QUESITO:
Mi chiedevo se ci fosse una differenza di significato tra queste due espressioni. Mi sono fatto l’idea che, dal punto di vista lessico pragmatico, tant’è che vada seguita da una o più conseguenze come nel seguente esempio:
Era nervoso, tant’è che fumava di più.
Cioè, il risultato del suo nervosismo è che fuma di più. Dopo tant’è vero che, invece, penso venga enfatizzato la prova del suo nervosismo, che il fumare di più evidenzia il fatto, o funziona da prova, che sia nervoso.
Era nervoso, tant’è vero che fumava di più.
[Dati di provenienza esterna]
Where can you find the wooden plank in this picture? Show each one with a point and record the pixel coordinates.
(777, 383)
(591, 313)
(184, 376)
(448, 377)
Vi pongo questa domanda in qualità di traduttore dall’italiano all’inglese, dove la distinzione tra aspetti evidenziali e consequenziali, soprattutto nella scrittura giuridica o formale, è davvero rilevante.
RISPOSTA:
La sua idea è corretta. Entrambe le espressioni introducono una proposizione consecutiva; questa, però, “si aggancia” a due punti diversi della proposizione reggente. Tant’è che è equivalente a sicché, di modo che, quindi collega la conseguenza all’evento descritto nella reggente. Tanto è vero che (o tant’è vero che), invece, è equivalente a è talmente vero che, quindi collega la conseguenza alla verità dell’evento. Tale conseguenza sarà, pertanto, un’argomentazione epistemica volta a confermare l’opinione espressa nella reggente.